Rory Gory, a digital marketing manager for the Trevor Project, added on the news site Them that “common biphobic stereotyping includes assuming bi people are sexually promiscuous, going through a phase, more likely to cheat, or unable to commit to a relationship.”
One quarter of bisexual people aren’t out within their community, compared to 4% of lesbian and gay members, according to Pew Research Center. That’s not all – in 2021, only 11 states (and the District of Columbia!) mandated “inclusive content with regard to sexual orientation.” Five states permit negativity towards homosexuality in their curriculum, according to USA TODAY. These “no promo homo” laws increase the stigma of sex, which in turn impacts all of the LGBTQ community.
But despite all of this, when Hutchins looks back, she sees potential in the bisexual activist group coalition building.

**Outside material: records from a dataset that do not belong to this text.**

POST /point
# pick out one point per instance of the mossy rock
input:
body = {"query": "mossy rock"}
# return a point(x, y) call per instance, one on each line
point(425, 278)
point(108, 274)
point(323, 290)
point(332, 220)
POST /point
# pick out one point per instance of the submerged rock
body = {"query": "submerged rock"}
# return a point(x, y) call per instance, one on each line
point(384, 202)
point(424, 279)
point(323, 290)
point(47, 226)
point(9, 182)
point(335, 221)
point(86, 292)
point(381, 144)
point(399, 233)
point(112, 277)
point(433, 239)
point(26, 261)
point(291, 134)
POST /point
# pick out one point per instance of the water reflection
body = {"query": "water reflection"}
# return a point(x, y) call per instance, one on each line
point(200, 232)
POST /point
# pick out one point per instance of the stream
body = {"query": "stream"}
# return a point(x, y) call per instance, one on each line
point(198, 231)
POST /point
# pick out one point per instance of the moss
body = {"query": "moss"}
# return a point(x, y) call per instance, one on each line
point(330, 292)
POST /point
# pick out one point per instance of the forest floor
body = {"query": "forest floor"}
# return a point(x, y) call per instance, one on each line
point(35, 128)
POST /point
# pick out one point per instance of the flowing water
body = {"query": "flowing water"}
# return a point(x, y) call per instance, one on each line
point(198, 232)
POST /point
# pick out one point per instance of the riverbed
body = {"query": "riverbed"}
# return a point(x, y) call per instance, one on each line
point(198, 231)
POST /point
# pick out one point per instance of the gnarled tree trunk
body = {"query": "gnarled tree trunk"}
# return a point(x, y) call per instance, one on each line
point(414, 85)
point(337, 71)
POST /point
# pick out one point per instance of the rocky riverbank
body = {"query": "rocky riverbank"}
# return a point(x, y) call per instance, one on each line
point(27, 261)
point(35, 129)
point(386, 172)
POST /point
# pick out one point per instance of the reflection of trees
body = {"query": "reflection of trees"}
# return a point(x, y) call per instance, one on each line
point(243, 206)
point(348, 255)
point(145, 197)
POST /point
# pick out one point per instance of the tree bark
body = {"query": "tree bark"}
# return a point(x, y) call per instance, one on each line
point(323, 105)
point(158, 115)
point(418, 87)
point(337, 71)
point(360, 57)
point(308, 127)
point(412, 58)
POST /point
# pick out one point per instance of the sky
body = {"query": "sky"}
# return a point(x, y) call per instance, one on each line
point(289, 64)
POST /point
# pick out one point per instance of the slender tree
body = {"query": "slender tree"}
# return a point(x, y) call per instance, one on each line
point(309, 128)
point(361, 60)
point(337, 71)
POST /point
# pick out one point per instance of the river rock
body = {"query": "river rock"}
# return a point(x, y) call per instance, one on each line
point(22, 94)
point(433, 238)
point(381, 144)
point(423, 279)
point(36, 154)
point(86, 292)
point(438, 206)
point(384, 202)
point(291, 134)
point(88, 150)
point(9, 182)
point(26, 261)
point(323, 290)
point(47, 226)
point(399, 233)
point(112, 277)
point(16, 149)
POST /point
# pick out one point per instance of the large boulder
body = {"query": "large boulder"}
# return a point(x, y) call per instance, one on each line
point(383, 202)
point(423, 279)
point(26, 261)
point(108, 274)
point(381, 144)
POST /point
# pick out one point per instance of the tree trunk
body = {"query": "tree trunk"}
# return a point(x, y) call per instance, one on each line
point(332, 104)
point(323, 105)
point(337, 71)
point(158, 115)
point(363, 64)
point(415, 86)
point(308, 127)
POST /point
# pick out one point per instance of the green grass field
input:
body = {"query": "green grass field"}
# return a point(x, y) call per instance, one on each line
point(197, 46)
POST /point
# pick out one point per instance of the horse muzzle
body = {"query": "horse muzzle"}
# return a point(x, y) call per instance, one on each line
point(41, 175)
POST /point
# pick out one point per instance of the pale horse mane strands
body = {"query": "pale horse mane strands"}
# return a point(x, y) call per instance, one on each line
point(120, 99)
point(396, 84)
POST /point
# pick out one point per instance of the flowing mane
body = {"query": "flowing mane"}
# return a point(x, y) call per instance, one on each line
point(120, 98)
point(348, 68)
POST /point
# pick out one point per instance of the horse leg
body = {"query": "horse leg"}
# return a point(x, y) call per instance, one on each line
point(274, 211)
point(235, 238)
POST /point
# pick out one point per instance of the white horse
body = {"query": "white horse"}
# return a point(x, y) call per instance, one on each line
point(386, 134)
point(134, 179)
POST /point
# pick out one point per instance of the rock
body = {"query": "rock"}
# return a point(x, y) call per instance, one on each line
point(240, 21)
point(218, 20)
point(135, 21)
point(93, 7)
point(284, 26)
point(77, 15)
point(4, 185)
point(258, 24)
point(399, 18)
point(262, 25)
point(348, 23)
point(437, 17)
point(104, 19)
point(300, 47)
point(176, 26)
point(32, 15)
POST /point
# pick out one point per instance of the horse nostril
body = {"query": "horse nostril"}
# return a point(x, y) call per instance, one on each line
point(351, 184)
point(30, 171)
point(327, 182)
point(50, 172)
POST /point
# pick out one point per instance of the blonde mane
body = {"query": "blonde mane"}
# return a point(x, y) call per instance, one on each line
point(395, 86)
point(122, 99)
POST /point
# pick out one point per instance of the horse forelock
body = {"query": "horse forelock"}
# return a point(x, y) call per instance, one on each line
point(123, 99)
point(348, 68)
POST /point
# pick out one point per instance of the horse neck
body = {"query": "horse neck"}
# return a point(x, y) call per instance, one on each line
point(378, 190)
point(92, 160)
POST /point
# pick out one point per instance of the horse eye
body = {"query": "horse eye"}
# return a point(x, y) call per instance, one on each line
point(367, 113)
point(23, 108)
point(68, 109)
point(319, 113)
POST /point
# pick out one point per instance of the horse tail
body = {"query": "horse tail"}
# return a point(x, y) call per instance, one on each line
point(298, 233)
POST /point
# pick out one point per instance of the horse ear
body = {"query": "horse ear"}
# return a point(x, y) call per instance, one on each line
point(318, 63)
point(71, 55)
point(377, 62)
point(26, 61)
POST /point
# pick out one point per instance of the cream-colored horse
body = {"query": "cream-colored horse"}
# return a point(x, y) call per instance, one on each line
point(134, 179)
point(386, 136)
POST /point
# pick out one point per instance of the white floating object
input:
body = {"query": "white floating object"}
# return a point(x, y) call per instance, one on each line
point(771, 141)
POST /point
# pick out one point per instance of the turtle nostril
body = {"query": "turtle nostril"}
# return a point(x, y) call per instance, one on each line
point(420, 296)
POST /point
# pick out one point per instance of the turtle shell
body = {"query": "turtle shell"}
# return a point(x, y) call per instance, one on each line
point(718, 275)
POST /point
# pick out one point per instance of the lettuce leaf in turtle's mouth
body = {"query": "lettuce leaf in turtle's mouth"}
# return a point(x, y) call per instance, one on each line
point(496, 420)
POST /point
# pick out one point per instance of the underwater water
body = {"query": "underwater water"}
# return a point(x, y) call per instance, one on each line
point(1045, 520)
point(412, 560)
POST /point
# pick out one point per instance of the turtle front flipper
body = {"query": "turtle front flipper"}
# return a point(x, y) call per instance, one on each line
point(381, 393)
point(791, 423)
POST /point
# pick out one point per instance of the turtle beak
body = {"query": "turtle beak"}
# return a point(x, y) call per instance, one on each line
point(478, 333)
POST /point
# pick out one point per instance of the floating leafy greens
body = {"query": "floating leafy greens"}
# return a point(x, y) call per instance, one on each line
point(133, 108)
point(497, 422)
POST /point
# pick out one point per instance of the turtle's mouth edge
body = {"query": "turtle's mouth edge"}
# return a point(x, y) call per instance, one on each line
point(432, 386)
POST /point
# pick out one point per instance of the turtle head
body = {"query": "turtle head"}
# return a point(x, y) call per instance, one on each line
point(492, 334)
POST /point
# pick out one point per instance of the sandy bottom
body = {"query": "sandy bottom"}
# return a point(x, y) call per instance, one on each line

“Caring for each other, reaching out, taking risks, making the connections” is how they fought against stigma. She charged the bisexuals of the future with a focus: “I do think it all comes back to basic sex education and human rights.”
Jones-Hennin was committed to coalition building and helping bisexuals through his activism, he said. He made space in the gay activism community for bisexuals and knew that they were fighting for the same cause.
“I know that whatever we achieve as gays will benefit bisexuals,” he said in 2004.